TBH… I wanted to write more – but picking out specific features wheren there is *so* much is hard, not just because of potential length, but because what *I* might find useful and write about may not appeal to others, and so risk steering them away from having a look. As such, I felt it safer to point to the release notes for folks to get a complete picture. Hopefully, next time around, I’ll be able to take a deeper dive into things as you update 🙂 .
I installed this viewer and tested at Exhale Dance Club with about 57 avatars present. It was getting double the fps of Firestorm and Cool VL however I think that was due to it not rezzing most of the avatar or varying bits and pieces. Possibly I don’t have the settings correct but has anyone had issues with this viewer at a very crowded SIM?
I didn’t try overly busy regions, mainly because of lack of time for a consistent deep dive. I did notice that while the viewer recognised my GTX 970 and set graphics to high, it didn’t flick ALM on – so maybe some of the settings are behaving differently by default?
I thought something must be amiss so I tested using the texture console and I had to turn the texture bandwidth up (Singularity) to about 70,000 (can’t be the right thing to do?) in Debug Settings to get it to rez a large crowd of avatars. At defaults it loads extremely slowly. The Firestorm viewer downloaded avatars fast at the default setting. However Cool VL Viewer seemed to run much faster after the downloads were somewhat complete. The SIM maxed out my GTX 780’s Vram at 3 gb (in all viewers) so that might have been somewhat of a bottleneck especially since it crossed over to using my Ram and used up to 13 gb use.out of 16 gb.

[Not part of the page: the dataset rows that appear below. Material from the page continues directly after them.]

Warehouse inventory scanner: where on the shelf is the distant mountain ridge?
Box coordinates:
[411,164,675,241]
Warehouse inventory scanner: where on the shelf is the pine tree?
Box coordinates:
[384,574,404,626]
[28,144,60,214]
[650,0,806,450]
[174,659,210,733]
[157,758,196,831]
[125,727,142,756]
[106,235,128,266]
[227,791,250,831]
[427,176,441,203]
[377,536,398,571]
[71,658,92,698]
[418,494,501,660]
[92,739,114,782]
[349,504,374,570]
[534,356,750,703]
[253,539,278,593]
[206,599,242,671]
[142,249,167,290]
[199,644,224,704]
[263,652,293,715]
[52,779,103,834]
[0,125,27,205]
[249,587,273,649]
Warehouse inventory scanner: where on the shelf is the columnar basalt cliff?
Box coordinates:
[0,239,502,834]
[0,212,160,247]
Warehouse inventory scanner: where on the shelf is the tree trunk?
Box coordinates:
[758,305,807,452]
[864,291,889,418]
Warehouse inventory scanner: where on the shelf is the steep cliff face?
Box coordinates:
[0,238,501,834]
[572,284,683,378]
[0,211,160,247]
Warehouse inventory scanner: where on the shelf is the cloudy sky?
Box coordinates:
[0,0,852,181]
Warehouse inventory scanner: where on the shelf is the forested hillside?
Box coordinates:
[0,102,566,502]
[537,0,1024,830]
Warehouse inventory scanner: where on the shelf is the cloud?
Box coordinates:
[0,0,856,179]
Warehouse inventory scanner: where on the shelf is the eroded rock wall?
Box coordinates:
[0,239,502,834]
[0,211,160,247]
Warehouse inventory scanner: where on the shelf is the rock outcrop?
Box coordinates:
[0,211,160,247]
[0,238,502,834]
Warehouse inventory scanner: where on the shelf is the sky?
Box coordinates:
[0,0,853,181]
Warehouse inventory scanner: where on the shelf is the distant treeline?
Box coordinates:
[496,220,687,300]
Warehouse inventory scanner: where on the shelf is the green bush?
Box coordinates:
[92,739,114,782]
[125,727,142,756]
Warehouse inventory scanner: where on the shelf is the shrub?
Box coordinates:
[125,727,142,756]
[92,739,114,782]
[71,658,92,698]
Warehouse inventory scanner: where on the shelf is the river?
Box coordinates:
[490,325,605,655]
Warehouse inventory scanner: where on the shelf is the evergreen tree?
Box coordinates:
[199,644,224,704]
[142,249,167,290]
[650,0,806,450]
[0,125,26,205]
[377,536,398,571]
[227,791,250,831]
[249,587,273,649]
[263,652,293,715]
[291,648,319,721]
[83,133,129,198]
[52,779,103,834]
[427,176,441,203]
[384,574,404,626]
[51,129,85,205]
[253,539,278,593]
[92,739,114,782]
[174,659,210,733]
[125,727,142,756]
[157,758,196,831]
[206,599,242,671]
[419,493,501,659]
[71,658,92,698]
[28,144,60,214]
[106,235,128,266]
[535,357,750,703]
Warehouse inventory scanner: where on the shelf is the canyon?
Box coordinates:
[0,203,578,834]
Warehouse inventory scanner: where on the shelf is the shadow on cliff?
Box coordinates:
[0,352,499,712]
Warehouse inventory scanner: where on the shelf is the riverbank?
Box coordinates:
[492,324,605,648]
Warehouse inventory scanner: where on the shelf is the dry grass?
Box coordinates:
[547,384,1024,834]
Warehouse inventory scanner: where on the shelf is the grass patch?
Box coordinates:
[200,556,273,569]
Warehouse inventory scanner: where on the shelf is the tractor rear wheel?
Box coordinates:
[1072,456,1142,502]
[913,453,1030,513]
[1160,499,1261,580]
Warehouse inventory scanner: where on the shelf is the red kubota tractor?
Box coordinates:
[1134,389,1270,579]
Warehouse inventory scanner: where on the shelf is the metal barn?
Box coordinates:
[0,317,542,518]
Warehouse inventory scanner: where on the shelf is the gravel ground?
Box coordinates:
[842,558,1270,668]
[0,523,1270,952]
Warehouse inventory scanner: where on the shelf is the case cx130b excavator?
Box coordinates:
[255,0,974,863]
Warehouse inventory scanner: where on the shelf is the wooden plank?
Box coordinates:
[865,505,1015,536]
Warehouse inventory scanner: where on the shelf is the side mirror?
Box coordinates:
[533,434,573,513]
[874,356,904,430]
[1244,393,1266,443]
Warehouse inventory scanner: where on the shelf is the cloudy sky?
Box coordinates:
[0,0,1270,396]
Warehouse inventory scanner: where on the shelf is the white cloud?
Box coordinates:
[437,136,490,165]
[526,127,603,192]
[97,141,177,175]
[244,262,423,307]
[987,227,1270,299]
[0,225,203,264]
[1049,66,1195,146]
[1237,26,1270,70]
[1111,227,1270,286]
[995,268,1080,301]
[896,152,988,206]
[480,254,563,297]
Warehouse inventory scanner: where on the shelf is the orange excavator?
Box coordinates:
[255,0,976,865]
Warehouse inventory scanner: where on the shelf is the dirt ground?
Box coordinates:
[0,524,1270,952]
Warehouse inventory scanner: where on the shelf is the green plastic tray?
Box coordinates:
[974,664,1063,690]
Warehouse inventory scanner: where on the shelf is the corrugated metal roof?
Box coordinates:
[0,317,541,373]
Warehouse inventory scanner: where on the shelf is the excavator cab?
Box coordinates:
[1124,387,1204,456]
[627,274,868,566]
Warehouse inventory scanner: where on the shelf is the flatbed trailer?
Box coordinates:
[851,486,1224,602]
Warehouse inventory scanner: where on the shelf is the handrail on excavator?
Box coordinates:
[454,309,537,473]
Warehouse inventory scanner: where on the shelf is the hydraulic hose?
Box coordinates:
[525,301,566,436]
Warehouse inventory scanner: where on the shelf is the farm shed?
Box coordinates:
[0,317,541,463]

I have 4 gb set aside for RamDisk. Firestorm is the much easier UI to use and has the handiest features I find for Machinima. I had zero luck with Black Dragon but I may not know how to tweak the settings properly. I’m running a Ryzen 5 3600 which is performing very well. There is a texture slider as well as a bandwidth slider in Singularity. Not sure what the recommended values should be. At the Exhale Club I expect a gpu with a lot more Vram would be a big help.